CPU-Kühler * brauche ich den überhaupt?*:
* Arctic Cooling Freezer 64 Pro (~15€)

Motherboard *bin mir unsicher, welches ich hier wählen soll...* 
* Gigabyte GA-MA770-UD3 (56€)
* ASUS M3A76-CM, 760G (50€)

Arbeitsspeicher: 
* A-DATA Value DIMM Kit 4GB PC2-6400U CL5 (DDR2-800) (40€)

Grafikkarte: 
* Sapphire Ultimate Radeon HD 4670 (62€)

Festplatte: 
* Samsung SpinPoint F1 1000GB (60€)
* Samsung SpinPoint F1 500GB (45€)

Netzteil * hier bin ich mir auch unsicher, lohnt sich der Kauf des Be Quiet? Reichen mir 300W?*: 
* Enermax Pro82+ 385 Watt (32€)
* BE Quiet!
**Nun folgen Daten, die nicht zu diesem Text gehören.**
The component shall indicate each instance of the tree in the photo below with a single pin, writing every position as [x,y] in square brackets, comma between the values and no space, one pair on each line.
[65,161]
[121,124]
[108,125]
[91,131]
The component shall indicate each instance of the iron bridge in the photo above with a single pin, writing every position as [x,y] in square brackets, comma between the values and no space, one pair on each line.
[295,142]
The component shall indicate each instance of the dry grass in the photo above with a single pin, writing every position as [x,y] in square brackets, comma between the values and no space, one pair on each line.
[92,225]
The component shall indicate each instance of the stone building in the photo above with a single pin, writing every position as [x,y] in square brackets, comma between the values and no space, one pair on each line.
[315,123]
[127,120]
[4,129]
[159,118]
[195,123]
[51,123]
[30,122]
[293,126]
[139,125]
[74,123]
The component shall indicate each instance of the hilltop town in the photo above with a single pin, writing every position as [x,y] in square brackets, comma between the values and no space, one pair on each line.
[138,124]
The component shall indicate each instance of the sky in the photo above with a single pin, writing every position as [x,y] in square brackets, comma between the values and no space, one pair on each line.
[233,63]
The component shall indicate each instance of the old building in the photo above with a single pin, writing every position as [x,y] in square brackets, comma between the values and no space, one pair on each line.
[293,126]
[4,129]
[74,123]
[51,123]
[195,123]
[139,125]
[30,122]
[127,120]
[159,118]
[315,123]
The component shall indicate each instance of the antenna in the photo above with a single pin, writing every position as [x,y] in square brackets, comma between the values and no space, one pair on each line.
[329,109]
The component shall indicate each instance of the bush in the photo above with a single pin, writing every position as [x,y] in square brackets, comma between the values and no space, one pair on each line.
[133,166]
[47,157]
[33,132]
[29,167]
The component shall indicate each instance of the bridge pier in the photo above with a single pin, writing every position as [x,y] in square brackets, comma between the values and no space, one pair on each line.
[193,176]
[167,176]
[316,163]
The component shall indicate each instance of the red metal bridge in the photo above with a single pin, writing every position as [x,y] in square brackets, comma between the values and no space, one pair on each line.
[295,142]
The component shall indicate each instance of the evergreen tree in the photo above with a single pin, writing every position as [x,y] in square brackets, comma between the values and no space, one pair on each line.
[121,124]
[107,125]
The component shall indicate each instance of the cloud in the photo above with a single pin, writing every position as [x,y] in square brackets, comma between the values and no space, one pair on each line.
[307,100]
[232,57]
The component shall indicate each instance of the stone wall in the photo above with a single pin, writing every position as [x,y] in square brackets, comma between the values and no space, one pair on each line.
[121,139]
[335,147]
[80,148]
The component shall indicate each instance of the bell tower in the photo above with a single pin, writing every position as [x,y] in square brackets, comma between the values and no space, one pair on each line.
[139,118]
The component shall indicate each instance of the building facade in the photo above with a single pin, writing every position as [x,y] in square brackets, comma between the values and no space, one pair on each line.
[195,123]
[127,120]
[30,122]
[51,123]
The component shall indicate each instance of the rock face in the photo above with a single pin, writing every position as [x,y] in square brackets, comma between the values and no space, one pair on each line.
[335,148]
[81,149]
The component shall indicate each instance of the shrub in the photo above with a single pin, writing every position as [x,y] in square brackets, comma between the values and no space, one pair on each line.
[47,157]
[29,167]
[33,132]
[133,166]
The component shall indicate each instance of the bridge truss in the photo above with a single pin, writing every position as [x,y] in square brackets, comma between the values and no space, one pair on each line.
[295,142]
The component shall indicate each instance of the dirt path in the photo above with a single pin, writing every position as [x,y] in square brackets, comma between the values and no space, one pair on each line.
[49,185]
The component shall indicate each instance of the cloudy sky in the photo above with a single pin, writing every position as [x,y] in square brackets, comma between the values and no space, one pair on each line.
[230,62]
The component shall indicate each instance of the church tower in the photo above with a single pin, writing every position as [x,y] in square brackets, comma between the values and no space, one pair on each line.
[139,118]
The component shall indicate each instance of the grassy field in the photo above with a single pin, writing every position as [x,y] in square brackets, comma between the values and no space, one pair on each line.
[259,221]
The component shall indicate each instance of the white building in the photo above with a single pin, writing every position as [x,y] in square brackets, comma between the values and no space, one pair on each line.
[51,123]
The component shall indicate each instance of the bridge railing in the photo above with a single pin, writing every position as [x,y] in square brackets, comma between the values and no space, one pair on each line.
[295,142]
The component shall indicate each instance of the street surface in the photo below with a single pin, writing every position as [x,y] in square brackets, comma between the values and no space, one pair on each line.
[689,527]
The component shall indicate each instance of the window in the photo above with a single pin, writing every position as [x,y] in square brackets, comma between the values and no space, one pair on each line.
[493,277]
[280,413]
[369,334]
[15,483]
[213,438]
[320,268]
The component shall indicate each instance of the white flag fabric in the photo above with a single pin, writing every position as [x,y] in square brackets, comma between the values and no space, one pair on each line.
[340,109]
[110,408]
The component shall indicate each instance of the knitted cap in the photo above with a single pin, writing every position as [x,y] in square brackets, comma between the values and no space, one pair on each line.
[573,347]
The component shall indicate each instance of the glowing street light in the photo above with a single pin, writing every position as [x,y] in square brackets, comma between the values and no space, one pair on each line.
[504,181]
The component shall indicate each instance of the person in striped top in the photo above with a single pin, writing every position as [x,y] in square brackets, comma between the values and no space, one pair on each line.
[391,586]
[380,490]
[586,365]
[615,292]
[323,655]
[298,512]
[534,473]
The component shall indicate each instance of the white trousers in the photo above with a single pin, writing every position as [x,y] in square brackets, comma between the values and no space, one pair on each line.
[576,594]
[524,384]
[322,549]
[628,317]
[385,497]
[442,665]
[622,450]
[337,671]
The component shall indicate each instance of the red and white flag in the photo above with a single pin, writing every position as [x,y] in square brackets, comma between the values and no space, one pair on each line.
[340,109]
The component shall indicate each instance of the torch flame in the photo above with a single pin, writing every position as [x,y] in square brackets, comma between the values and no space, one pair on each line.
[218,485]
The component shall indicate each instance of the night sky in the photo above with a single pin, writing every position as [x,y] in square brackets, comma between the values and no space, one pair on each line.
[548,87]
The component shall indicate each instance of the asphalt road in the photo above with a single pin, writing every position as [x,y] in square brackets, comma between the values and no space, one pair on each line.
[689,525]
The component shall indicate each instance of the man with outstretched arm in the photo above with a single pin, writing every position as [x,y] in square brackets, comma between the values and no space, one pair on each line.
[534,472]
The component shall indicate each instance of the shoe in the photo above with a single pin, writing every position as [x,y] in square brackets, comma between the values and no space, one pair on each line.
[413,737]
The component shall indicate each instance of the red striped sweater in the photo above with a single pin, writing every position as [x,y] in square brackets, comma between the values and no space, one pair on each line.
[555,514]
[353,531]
Pure Power 300 Watt / BQT L7 (32€)

Bin über Meinungen zu Motherboard, CPU-Kühler und Netzteilwahl dankbar!


*Edit:* Noch eine Überlegung: Mal angenommen ich habe nicht vor mit dem Rechner zu spielen. Hätte die externe Grafikkate von oben irgendeinen Vorteil im Alltag gegenüber der onboard-grafikkarte, wenn ich Videos anschaue, Photos bearbeite, etc.?

Wo sollte ich das zusätzliche Geld dann am besten hinstecken? In ein besseres Board? In eine schnellere CPU? IN mehr Arbeitsspeicher?


----------



## Raubkopierer (22. August 2009)

Wenn du nicht vor hast großartig zu spielen bietet eine Grafikkarte gegenüber einer onboard Lösung keinerlei Vorteile. Ich bin der Meinung, dass du keinen extra Lüfter benötigst und der Boxed ausreichen sein sollte. Genauso sollten 300 Watt ausreichend Strom liefern.

Weiter sei nur gesagt, dass man auch bekommt was man bezahlt und ich bei der Auswahl der Komponenten die Zuverlässigkeit im Hinterkopf habe. Ich hatte etwa einige Bekannte bei denen sich Ram von A-Data mit Memtest als Defekt ab Werk herraus stellte. Demnach würde ich dir Ram von Samsung oder OCZ bzw Corsair empfehlen. Genauso wie eine Festplatte von Western Digital oder Seagate, die zuverlässiger sind als die meisten Platten von Samsung. Bei WD gibt es etwa die Caviar Green, die besonders Stromsparend sind.


----------



## Stonefish (23. August 2009)

Hier mal mein Vorschlag ... bin gerade so an der oberen Preisgrenze "vorbeigeschrammt". 

CPU: AMD AthlonII X2 240   52,16 EUR

Mainboard: Gigabyte GA-MA-770-UD3   56,82 EUR

Habe das Board neulich auch für einen Wohnzimmer/Einsteiger-PC verbaut und war begeistert. Wirklich gut verarbeitet und die Einstellmöglichkeiten waren um ein Vielfaches größer als bei meinem 2 Jahre alten High-End MSI SLI Platinum Board. Selbst ein Dual-BIOS ist dabei und der 770er Chipsatz ist sowieso nen absoluter Preis-Leistungs-Geheimtipp.

RAM: OCZ 2x2048 MB DDR2 800 Mhz Gold Edition   42,41 EUR

Wie Raubkopierer schon richtig sagt. Auch wenn der PC nicht viel kosten soll, sollte man dennoch nicht zu sehr sparen. Lieber etwas weniger Leistung (in diesem Fall DDR2 Speicher mit ausreichenden 800 Mhz) und dafür bessere Qualität. Da hat man dann auf lange Sicht mehr Freude daran.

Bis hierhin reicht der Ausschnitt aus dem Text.